UPIU a ‘Mini-Internship’ of International Proportions

Suleiman Abdullahi was recently an eyewitness to the birth of the world’s newest nation.

In early January, the 20-year-old Kenyan journalism student flew to Juba, Sudan, to cover the massive referendum responsible for the creation and upcoming independence of South Sudan. As Abdullahi wrote, he arrived in the prospective nation’s capital city with a travel visa, a press pass, a story budget, and a 48-hour window to interview, observe, and report upon “the history that was about to be made.”

By the end of his first day, he was under arrest.

Suleiman Abdullahi reported from Juba, Sudan for UPIU and UPI during the historic referendum responsible for creating South Sudan.

Abdullahi was part of a two-man student reporting crew hired by UPIU, a student journalism project run by the United Press International news service. UPIU is an emerging player in the college media and journalism education arenasIts website features a self-publishing platform for news stories and multimedia journalism projects posted by students around the globe.

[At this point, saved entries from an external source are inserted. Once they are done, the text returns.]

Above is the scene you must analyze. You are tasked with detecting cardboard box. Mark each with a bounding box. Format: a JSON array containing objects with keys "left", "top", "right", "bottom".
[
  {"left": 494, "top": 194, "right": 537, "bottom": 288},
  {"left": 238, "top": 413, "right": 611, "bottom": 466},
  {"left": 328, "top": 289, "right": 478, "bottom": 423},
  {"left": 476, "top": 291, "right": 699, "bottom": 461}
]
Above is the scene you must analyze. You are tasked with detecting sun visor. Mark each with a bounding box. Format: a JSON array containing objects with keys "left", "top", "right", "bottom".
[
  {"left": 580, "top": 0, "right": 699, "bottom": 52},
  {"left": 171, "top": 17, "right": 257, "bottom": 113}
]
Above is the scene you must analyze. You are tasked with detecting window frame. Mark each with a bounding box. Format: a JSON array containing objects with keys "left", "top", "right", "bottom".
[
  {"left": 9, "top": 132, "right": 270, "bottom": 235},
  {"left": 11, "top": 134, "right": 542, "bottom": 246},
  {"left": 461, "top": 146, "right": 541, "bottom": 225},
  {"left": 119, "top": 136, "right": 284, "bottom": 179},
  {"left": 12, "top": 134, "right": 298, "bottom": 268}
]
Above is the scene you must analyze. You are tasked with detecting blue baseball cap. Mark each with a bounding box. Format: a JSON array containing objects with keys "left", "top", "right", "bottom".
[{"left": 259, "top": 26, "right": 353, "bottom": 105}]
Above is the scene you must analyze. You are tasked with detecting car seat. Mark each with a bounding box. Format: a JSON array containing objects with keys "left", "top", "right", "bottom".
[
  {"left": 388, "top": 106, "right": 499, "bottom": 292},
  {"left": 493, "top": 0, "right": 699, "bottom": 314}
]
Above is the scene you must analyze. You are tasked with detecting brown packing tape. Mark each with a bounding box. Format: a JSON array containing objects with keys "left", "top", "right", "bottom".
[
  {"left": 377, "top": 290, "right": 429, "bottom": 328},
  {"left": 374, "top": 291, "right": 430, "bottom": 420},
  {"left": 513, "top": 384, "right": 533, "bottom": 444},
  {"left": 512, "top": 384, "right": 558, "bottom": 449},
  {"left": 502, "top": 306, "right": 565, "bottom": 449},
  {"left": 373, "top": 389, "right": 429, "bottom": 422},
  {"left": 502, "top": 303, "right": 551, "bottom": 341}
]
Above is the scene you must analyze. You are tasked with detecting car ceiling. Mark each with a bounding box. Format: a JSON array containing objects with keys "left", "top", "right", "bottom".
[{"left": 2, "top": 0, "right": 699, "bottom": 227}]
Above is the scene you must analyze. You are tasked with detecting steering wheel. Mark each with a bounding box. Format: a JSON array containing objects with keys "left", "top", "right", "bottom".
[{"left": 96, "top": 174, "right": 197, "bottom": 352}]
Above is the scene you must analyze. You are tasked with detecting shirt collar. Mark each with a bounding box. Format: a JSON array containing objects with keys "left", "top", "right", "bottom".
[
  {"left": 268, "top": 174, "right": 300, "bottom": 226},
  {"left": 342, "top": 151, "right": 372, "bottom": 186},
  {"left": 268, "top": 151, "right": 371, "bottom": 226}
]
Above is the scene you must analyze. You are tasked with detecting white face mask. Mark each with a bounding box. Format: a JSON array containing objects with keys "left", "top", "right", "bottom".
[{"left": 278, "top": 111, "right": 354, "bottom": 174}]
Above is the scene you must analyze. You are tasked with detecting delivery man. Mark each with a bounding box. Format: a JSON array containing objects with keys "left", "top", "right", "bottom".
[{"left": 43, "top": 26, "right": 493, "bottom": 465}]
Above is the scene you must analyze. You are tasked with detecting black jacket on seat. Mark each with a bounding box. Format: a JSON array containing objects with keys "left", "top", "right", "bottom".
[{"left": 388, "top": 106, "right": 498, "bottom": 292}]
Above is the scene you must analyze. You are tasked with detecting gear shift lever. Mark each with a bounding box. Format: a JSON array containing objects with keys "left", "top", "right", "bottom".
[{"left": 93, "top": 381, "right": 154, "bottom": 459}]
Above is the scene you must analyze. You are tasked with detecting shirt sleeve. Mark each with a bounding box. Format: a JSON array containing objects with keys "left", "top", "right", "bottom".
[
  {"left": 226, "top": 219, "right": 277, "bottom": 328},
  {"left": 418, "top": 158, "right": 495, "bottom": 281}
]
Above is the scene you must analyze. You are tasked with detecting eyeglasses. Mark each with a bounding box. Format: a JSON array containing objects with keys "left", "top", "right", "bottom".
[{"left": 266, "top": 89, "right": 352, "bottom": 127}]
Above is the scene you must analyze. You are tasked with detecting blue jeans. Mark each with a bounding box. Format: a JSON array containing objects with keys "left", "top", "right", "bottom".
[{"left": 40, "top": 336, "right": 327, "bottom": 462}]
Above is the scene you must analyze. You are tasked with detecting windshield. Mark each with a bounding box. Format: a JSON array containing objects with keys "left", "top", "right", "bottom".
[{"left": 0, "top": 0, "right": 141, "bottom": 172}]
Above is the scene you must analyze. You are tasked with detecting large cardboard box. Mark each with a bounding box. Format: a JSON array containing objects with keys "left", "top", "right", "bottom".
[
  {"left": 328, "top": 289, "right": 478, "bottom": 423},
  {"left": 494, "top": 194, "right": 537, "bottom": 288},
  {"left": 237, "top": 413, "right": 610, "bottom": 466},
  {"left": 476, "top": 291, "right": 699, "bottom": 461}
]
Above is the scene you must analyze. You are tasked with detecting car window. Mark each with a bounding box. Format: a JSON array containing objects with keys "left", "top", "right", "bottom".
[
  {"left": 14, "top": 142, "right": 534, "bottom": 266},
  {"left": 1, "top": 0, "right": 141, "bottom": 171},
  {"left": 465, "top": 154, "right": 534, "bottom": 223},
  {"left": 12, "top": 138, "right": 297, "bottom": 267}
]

The most standout aspect of UPIU: It does not just publish content by students; it provides classroom workshops, story editing, and one-on-one mentoring to help their pieces sing. The students who take advantage of its services undergo what UPIU senior mentor Krista Kapralos calls a “mini-internship experience.”

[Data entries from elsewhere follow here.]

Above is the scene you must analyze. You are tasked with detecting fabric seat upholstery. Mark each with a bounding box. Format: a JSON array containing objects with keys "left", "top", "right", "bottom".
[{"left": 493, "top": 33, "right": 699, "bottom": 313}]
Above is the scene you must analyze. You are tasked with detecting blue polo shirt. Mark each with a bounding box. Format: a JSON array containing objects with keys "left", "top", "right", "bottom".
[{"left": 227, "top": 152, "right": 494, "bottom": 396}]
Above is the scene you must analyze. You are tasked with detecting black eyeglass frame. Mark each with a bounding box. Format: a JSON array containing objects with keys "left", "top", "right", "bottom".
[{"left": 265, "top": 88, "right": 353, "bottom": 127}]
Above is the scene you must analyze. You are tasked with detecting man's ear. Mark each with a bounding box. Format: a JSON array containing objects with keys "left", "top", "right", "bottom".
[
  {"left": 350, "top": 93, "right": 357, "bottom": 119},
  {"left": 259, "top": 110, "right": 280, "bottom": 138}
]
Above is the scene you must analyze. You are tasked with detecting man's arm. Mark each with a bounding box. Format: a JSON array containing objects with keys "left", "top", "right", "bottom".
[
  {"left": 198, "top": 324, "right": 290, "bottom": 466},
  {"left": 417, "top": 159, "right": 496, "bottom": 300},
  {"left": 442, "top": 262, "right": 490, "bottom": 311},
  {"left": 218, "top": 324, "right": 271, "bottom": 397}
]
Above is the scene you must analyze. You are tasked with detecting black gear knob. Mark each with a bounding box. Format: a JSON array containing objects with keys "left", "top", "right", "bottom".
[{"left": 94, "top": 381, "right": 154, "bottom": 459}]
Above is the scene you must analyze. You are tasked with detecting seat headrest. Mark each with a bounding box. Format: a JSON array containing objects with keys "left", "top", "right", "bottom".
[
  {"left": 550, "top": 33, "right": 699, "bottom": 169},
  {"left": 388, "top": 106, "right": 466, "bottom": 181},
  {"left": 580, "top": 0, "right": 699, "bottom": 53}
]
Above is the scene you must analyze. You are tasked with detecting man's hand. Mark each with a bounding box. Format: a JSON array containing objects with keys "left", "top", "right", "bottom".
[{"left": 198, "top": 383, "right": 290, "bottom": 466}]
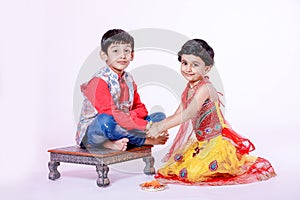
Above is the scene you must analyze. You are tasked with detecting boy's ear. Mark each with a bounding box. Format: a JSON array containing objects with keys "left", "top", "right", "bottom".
[
  {"left": 130, "top": 52, "right": 134, "bottom": 61},
  {"left": 100, "top": 50, "right": 108, "bottom": 61}
]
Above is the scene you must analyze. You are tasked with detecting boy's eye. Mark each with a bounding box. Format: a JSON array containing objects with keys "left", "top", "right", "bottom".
[
  {"left": 124, "top": 49, "right": 131, "bottom": 53},
  {"left": 182, "top": 61, "right": 187, "bottom": 65},
  {"left": 112, "top": 49, "right": 118, "bottom": 53},
  {"left": 193, "top": 64, "right": 199, "bottom": 67}
]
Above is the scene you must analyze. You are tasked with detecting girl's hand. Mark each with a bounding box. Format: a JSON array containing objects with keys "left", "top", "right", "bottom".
[{"left": 146, "top": 122, "right": 161, "bottom": 138}]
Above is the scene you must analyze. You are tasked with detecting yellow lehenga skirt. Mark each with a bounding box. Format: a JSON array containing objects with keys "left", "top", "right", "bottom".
[{"left": 156, "top": 135, "right": 275, "bottom": 185}]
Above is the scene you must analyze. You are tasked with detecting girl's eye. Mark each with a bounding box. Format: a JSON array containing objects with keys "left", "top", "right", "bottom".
[
  {"left": 182, "top": 61, "right": 187, "bottom": 65},
  {"left": 193, "top": 64, "right": 199, "bottom": 67}
]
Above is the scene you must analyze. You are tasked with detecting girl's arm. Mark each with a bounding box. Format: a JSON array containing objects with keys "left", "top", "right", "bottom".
[
  {"left": 147, "top": 84, "right": 210, "bottom": 137},
  {"left": 173, "top": 103, "right": 183, "bottom": 116}
]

It currently partners with more than 30 schools in roughly a dozen countries, leading to a cluster of student-produced stories touching on things such as Kenyans and antibiotic resistance, Moroccans and Christianity, the Chinese and homosexuality, and Egyptians and a revolution. The UPIU motto: “Mentoring Student Journalists Worldwide.”

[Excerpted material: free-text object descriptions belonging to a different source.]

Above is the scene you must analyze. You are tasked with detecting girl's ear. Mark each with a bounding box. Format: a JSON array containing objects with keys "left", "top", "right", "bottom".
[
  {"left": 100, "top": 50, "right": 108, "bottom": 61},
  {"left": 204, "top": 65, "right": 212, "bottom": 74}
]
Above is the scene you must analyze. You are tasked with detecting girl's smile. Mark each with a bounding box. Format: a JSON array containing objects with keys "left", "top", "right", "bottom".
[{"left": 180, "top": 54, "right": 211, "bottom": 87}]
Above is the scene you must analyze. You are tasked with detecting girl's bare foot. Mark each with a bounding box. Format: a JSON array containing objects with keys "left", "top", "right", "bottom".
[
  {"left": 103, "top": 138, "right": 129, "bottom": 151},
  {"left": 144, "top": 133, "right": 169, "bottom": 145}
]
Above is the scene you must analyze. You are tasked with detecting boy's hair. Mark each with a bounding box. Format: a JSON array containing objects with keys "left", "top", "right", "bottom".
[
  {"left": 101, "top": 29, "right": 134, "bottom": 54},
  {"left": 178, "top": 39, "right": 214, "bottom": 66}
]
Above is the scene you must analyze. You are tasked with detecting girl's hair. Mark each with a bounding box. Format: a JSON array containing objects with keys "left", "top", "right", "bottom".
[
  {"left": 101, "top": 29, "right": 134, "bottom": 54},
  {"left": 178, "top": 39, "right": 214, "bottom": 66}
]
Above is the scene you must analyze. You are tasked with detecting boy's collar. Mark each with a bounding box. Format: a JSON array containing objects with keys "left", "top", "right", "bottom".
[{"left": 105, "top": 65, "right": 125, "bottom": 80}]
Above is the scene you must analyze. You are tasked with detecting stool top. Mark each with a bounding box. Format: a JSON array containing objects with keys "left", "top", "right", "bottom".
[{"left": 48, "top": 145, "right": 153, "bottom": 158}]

“We want to leverage UPI’s solid reputation to attract aspiring journalists and improve foreign coverage,” said UPIU Asia regional director Harumi Gondo. “I’ve not encountered another program that has such direct communication and relationships with journalism schools around the world.”

No contracts are signed. UPIU does not collect any revenue from the posted stories. Students retain ownership of their work and are free to submit elsewhere. In the meantime, their content is vetted by professionals and considered for pick-up by UPI. Since its creation in late 2008, more than 2,300 stories have been published on the site. More than 100– roughly 4 percent of all submissions– have been approved for placement on UPI.com.

I can personally vouch for its potential. I have incorporated UPIU into multiple sections of my news reporting classes at the University of Tampa to mostly positive results. The process is five-fold: 1) an introductory video chat with each class hosted by veteran journalist Kapralos, who oversees UPIU’s initiatives in Africa, Europe, and the Americas; 2) an optional video session in which students pitch story ideas; 3) a critique from a UPIU mentor on subsequent story drafts students post to the site; 4) a video chat round-up with Kapralos commenting on the quality of submissions overall; and 5) revisions by the students based on the feedback from Kapralos and, of course, their professor.

Students’ involvement with UPIU ultimately helps underscore the lessons I am teaching them– if nothing else, the importance of a news hook, timeliness, editorial collaboration, and three-source minimums.

It also has served as the platform for award-winning work. In fall 2009, Michigan State University student Jeremy Blaney earned a Religion Newswriters Association honor for his reports on local Muslim issues that were published on UPIU and, soon after, UPI. The headline of one of his pieces, which touched on the intersection of Islam and technology was, “You’re a Muslim? There’s an App for That.”

“When you’re on our site, you’re not only seeing students practicing journalism,” Kapralos told a news-writing class during a recent video chat. “You’re also seeing a lot of really groundbreaking work. And you’re seeing it through a lens that you don’t always see through the New York Times or CNN.”